Ahmed Alrefai, Dean of the College of Business and Management at Fahad bin Sultan University, spoke to a March 8 Middle East Forum webinar (video) about the growing role of women in Saudi Arabia’s labor market. This was the subject of his recent article for Middle East Quarterly, “Is the Saudi Gender Gap Narrowing?”
Alrefai began by noting that the World Economic Forum’s Global Gender Gap Report 2020 ranks Saudi Arabia 146th out of 153 countries in overall gender equality, and 148th in gender economic participation and opportunity. But the economic participation of women in the Saudi economy has been gradually improving in recent years and is poised to continue improving in the years ahead.
Alrefai examined changes in the status of women in the kingdom over the past decade. In 2011, Saudi women were given the right to vote in local elections. Saudi women were also permitted to be elected to the Shura Council, the kingdom’s national legislature, with a royal decree allocating 20 percent of its seats to females.
In 2016, King Salman and Crown Prince Mohammed bin Salman (commonly known as MbS) launched Vision 2030, a strategic plan to strengthen and diversify the Saudi economy. An important pillar of this plan was the “Saudization” of the labor force, which has traditionally relied heavily on foreigners. This, in turn, required accessing the untapped economic potential of Saudi women. They pledged to raise female participation in the labor force from 17% to 25% by 2020.
King Salman has introduced reforms aimed at “revolutionizing the kingdom’s socioeconomic life.”
Toward this end, King Salman introduced a series of reforms aimed at “revolutionizing the kingdom’s socioeconomic life.” In 2017, he decreed that women no longer required a male guardian’s consent to receive healthcare and pursue education, which caused female enrollment in universities to increase dramatically. In 2018, a royal decree granted women the right to drive and to use public transportation, which slashed transportation costs for women entering the workforce. Meanwhile, the government opened a range of civil service jobs to female applicants for the first time, reduced work hours for public sector jobs to suit working mothers, began subsidizing childcare and opened childcare centers.

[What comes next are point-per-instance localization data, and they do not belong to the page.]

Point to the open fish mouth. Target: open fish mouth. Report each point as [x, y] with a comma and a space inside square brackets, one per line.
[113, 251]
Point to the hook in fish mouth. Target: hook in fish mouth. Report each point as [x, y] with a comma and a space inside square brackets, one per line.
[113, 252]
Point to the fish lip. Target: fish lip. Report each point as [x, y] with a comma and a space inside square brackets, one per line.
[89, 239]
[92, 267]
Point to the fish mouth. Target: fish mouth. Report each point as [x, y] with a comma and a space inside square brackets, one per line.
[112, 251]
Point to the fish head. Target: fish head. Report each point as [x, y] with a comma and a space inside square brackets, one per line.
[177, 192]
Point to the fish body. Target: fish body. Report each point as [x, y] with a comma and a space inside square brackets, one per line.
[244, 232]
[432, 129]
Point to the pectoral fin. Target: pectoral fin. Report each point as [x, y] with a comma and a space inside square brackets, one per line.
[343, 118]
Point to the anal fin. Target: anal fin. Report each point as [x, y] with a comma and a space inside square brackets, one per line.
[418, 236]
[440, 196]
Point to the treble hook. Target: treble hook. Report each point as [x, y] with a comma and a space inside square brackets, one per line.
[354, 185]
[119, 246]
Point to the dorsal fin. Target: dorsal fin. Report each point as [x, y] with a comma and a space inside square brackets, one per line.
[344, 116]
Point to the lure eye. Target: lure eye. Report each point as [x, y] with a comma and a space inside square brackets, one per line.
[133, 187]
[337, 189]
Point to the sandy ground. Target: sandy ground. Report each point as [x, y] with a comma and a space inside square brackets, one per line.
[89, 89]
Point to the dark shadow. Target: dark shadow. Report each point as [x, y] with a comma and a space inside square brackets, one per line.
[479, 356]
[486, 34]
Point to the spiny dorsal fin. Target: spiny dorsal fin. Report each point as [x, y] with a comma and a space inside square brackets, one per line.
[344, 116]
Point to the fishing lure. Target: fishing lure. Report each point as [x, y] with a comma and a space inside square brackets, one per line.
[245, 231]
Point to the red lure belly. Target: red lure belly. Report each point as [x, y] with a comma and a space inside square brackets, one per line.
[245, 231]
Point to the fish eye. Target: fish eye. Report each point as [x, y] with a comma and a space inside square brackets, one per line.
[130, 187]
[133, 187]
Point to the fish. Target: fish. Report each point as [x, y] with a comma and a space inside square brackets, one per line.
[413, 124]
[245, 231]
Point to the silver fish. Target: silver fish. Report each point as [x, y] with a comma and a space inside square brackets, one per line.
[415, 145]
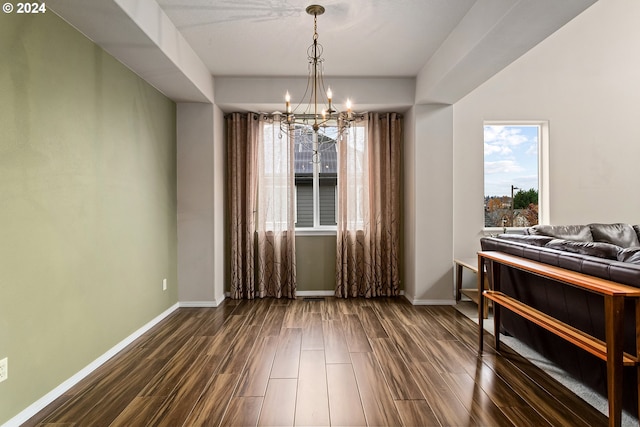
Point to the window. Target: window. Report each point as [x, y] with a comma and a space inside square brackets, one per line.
[316, 167]
[515, 173]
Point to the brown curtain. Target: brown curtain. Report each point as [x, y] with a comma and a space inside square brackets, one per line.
[261, 214]
[368, 238]
[275, 230]
[242, 152]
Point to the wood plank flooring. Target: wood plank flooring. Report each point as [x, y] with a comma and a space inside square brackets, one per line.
[356, 362]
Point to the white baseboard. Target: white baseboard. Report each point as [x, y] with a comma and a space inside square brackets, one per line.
[45, 400]
[315, 293]
[215, 303]
[415, 301]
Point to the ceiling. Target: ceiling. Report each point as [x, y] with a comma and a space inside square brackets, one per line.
[371, 38]
[447, 47]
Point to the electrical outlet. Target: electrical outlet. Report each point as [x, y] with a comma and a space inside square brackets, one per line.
[4, 369]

Princess Reema bint Bandar, the first woman ever to be appointed Saudi ambassador to the United States, meets with President Trump at the White House, July 9, 2019. |
There are now approximately 600,000 highly educated Saudi women who work in the private sector, and many more working in government – including the current Saudi ambassador to the United States.

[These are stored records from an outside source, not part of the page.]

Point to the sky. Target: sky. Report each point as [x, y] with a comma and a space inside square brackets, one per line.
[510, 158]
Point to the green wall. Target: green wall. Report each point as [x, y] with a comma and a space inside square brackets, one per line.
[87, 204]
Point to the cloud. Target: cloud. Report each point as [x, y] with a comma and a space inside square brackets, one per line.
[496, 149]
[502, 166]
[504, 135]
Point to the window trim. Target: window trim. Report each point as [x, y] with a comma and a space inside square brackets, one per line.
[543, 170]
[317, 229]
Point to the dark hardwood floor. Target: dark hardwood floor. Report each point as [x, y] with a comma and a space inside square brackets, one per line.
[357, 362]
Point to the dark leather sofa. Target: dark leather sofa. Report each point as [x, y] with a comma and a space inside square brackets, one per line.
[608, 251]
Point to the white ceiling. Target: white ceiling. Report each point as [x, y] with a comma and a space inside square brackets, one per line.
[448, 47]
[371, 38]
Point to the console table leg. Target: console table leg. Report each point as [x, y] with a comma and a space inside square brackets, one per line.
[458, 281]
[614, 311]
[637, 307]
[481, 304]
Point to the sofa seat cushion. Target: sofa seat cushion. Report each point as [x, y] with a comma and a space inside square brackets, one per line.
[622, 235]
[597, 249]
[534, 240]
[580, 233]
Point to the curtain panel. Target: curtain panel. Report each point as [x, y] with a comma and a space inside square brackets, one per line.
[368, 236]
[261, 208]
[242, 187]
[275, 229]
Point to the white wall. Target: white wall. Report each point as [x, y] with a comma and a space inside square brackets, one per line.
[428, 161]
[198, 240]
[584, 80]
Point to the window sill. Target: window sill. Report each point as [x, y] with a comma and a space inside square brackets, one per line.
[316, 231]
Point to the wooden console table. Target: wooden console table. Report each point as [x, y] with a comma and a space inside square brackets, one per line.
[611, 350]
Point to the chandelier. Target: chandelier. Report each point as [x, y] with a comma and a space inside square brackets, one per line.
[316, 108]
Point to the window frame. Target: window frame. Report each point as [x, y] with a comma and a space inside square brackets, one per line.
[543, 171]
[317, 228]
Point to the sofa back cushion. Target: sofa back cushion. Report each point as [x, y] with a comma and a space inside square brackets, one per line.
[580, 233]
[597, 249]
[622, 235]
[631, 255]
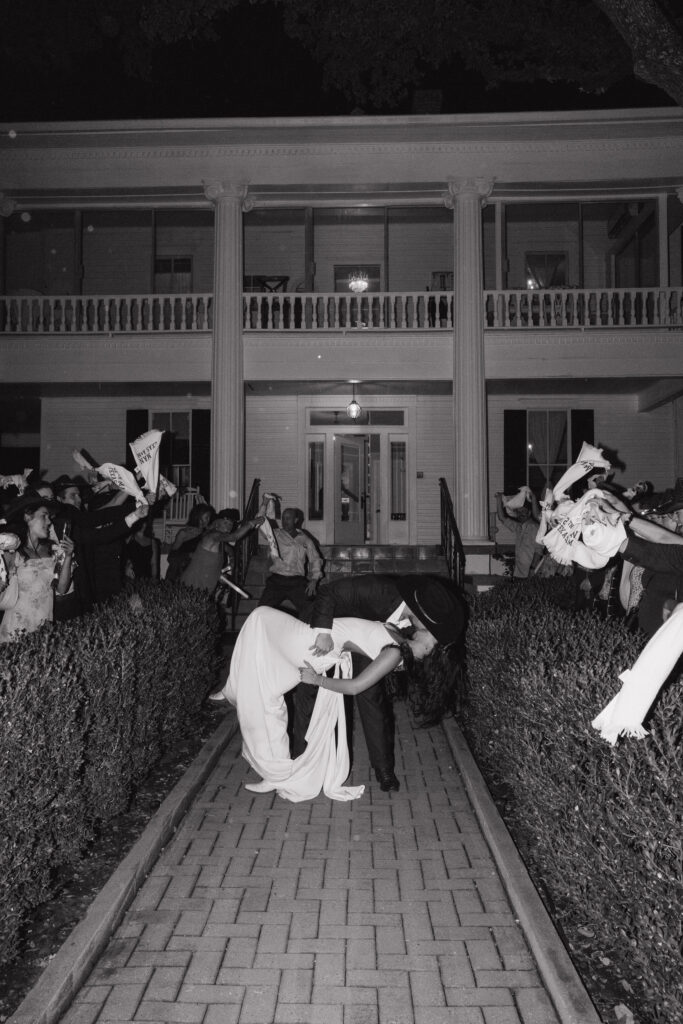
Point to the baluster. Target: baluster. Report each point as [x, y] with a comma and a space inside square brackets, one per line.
[662, 310]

Despite these promising numbers, female labor participation in Saudi Arabia is still substantially lower than in other Arab Gulf countries due to entrenched “ultra-traditional religious and socio-cultural values” that “impede women’s participation ... [and] female workplace integration.” For most Saudi women, “fear of overstepping society’s normative boundaries and risking retribution acts as a powerful impediment to showing one’s true color[s] in public.”
These values are changing, particularly among younger Saudis. Alrefai cited a national survey showing that 82 percent of Saudi men between the ages of 18 and 35 believe that women should be allowed to “work outside the home.” Another survey conducted by Alrefai himself found large majorities of Saudi men in the same age range hold positive views about the role of women in the workforce. Still, he noted a contradiction in that “only 43% of the respondents thought that women bring a significant added value to the work force,” which he said may be attributable to men feeling personally threatened by the thought that a competent female could replace them in their job.
An increasingly common sight in Saudi Arabia. |
Significantly, noted Alrefai, the national survey showed that most Saudi men underestimated the degree of support for female employment among their peers and thus may fear the social stigma of having their wives work even if they personally support women joining the workforce.
That’s why it’s necessary for “somebody from the top to say ‘That’s ok’,” such as the King and Crown Prince, breaking the taboo of female economic participation. King Salman’s decree enabling women to drive not only made it legal for them to do so, but communicated to Saudi men that they should not stand in the way of it. Women who drive were “harassed at the beginning” but now “drive their own vehicles” without incurring animosity.
Alrefai expects that MbS’s “ambitious project of empowering women” will proceed apace, and that there will be “a different Saudi Arabia in 2030.”
Marilyn Stern is communications coordinator at the Middle East Forum.